Adeno-Associated Virus (AAV), a Promising Gene Therapy Vector.
Gene therapy is a novel therapeutic platform to treat and potentially cure currently intractable disorders. Among the most promising gene delivery vehicles are vectors based on adeno-associated virus (AAV).
AAV is particularly attractive because:
- It is not known to be associated with any disease.
- Recombinant AAV vectors can trigger long-term gene expression even in the absence of genome integration (at least in postmitotic tissues).
- AAV vectors display only limited immunogenicity.
Due to these favorable properties, enthusiasm for gene therapy vectors based on AAV has steadily increased among researchers over the last few years. In fact, as of February 2016, 167 clinical trials using AAV have either been completed or are in progress. Moreover, the treatment of lipoprotein lipase deficiency with an AAV vector has been approved for clinical use in Europe, which is the first approval of gene therapeutic treatment in the Western World.

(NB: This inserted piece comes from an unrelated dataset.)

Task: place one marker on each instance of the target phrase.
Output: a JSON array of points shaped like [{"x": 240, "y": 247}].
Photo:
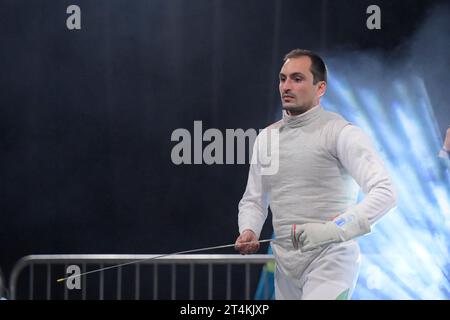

The Main Focus of Our Research Is to:
- Gain a better understanding of the cellular roadblocks that prevent the efficient transduction of certain cell types by AAV.
- Develop AAV variants that A) efficiently transduce specific tissues and cell types—in particular, cell types of the cardiovascular system and B) show increased resistance to pre-existing neutralizing antibodies against the naturally occurring AAV serotypes.